"President Donald Trump's proposal to offer 50-year mortgages to homebuyers has been met with extensive skepticism from real estate insiders. A key criticism of offering house hunters a longer-term borrowing option is that it would not save borrowers a significant amount of money in the short term and would drive up buyer's financing costs in the long haul. Numerous housing gurus claim the interest rate on these half-century loans would be significantly higher than the traditional 30-year mortgage."
"The bond market, which sets many borrowing rates, is a complex entity. Bond investors must balance the long-term risks, notably inflation, against the opportunity to secure a financially attractive yield for an extended period. Therefore, interest rates don't always increase in proportion to the maturity of a debt, especially when it comes to extremely long-term borrowings. And yields of mortgage bonds - which set home loan rates - are even more complicated as investors must weigh the risk of borrowers refinancing the loans."
"This logic is largely based on the fact that 30-year fixed-rate mortgages are more expensive than the already available but lesser-used twist, the 15-year home loan. Since 1991, the 30-year mortgage has averaged 5.83%, according to Freddie Mac, compared with 5.25% for the 15-year mortgage. But is extrapolating that gap, which varies based on the state of the economy, to a 50-year loan appropriate for estimating the rate on these half-century mortgages?"
Proposal for 50-year mortgages faces skepticism because such loans would likely not produce substantial short-term savings and could raise long-term financing costs.
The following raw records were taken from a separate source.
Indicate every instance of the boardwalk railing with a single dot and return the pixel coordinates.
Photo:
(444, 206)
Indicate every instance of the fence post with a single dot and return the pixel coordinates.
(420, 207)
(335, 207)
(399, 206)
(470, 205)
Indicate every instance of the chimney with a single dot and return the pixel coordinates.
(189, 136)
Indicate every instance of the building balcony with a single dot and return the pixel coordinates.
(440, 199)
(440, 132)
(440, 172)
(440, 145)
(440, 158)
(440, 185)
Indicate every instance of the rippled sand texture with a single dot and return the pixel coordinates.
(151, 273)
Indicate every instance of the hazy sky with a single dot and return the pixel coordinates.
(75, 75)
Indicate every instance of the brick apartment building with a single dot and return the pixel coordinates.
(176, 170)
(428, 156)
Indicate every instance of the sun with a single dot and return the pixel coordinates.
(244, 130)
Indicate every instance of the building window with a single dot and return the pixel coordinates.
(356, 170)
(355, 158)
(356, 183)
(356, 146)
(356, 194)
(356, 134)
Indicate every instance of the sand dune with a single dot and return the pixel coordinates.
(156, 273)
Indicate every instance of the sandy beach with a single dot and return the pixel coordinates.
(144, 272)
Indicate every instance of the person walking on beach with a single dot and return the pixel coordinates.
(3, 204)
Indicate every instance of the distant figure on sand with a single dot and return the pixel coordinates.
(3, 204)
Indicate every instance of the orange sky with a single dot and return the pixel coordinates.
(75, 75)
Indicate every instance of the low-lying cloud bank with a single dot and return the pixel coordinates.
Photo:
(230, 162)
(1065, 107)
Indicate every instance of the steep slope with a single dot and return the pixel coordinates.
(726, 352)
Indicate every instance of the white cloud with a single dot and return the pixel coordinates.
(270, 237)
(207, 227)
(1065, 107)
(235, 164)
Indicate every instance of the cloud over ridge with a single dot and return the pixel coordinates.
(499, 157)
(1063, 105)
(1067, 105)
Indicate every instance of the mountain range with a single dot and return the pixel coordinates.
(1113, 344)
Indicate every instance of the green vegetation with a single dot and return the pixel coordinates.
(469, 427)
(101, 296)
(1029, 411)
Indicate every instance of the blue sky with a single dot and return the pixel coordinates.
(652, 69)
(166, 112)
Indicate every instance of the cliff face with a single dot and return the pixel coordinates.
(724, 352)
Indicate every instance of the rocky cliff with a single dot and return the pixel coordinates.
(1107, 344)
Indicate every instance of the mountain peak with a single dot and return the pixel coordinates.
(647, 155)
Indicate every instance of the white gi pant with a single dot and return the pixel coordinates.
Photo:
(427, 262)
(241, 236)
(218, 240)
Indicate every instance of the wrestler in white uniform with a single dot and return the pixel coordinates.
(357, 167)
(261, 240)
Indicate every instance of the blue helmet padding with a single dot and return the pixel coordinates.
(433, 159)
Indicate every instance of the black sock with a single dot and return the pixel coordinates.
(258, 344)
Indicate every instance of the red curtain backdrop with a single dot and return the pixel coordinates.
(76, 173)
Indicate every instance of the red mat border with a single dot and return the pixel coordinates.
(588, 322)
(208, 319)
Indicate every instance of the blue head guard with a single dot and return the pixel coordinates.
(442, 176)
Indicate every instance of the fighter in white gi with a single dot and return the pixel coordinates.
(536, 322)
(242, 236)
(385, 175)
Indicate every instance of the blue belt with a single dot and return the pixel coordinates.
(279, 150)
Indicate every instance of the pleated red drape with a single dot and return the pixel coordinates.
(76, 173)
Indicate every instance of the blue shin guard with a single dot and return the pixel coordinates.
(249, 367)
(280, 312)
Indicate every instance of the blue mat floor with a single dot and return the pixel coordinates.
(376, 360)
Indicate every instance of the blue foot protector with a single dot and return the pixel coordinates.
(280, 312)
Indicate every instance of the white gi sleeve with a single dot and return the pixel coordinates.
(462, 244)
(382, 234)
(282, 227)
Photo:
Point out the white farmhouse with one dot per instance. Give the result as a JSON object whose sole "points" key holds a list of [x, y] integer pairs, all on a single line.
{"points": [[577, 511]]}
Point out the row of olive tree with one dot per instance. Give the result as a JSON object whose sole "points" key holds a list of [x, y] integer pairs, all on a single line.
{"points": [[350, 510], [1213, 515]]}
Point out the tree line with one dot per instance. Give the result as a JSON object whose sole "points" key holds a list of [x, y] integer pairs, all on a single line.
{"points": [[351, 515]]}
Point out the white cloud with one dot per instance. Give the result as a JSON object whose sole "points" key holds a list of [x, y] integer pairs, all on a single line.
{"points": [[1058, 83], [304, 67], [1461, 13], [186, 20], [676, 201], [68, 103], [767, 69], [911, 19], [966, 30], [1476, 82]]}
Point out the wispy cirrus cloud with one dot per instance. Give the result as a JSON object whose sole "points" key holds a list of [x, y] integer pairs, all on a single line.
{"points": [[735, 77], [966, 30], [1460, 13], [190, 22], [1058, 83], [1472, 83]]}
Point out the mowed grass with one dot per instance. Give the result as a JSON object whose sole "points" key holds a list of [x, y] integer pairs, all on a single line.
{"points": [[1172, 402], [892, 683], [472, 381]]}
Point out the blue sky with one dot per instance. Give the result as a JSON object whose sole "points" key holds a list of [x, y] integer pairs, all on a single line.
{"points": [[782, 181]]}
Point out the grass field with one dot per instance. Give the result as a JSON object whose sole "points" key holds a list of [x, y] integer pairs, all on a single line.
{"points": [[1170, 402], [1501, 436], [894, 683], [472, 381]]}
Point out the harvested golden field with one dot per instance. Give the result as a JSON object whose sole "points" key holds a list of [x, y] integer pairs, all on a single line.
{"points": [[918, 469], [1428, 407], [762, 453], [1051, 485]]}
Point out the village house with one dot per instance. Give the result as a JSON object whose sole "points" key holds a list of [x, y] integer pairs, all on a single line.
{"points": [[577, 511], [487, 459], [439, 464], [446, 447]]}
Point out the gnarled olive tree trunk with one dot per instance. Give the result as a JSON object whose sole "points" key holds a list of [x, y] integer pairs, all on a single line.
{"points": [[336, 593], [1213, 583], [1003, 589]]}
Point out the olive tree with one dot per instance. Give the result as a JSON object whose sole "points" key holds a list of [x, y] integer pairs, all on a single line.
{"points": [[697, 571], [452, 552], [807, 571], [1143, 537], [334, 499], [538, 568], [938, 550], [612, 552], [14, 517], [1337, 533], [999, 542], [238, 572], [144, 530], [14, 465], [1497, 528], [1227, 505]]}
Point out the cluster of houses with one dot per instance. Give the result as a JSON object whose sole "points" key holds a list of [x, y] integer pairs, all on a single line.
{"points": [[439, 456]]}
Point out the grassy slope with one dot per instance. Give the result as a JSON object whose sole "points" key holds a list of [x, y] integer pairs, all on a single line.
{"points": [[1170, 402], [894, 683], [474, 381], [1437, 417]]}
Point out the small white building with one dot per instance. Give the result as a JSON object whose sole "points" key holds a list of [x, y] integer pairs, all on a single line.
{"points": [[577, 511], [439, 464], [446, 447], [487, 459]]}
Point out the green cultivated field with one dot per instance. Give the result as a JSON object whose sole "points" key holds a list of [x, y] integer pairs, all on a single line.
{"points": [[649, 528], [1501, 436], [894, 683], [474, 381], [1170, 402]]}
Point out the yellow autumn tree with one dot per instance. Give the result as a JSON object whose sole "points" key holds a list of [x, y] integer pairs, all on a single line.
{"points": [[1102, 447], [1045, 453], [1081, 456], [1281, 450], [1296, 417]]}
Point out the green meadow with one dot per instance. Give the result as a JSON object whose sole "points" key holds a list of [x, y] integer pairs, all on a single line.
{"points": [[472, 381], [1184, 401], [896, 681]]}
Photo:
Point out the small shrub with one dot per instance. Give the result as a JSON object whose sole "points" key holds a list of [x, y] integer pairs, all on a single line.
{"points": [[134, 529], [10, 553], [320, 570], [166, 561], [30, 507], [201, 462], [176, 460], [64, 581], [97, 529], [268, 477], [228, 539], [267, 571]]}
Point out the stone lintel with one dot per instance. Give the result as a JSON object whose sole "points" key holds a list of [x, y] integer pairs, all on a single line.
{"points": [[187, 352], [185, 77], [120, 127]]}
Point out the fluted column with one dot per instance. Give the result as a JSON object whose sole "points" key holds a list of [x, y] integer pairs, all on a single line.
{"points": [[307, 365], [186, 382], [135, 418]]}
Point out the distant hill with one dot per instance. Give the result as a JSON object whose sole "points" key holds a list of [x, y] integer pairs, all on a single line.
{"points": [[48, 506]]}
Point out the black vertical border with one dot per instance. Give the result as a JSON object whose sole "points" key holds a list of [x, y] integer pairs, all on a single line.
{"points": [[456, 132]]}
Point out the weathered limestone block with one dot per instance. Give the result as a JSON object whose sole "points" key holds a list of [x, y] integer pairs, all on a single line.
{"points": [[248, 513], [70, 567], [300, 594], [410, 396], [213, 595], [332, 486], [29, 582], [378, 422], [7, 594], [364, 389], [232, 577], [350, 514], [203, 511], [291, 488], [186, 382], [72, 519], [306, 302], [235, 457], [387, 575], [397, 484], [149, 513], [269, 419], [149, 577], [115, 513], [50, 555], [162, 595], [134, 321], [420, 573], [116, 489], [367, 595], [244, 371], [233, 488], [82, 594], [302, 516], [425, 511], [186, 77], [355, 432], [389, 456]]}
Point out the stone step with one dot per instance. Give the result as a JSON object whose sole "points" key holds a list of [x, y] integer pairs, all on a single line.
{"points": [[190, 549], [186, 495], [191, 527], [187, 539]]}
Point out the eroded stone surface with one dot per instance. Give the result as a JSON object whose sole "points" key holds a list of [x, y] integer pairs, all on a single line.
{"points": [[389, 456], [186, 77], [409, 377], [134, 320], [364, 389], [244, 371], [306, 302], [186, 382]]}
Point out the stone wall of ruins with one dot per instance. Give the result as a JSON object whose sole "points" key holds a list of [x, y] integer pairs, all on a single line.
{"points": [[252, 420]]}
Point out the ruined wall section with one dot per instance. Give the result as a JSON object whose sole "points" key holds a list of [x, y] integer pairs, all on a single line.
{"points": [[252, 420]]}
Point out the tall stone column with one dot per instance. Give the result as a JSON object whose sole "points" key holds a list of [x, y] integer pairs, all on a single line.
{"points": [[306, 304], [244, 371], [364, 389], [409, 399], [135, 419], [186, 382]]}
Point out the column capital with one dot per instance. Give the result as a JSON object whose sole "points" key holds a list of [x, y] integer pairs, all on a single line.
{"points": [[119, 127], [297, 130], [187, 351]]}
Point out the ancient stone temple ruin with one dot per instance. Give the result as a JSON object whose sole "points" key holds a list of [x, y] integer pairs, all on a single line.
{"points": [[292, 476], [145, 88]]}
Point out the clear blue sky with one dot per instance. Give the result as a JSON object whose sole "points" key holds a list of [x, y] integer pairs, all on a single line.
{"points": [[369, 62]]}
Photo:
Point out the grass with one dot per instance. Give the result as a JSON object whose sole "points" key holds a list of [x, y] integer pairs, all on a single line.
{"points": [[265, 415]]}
Critics expect interest rates on 50-year loans to be significantly higher than on 30-year mortgages, a view informed by historical rate differences between 30-year and 15-year loans. However, bond-market dynamics mean interest rates do not always rise proportionally with maturity, as investors weigh inflation risk and long-term yield attractiveness. Mortgage-backed securities add refinancing risk considerations that further complicate pricing. A Federal Reserve Bank study found 50-year Treasury yields might exceed 30-year yields by no more than 0.2 percentage points.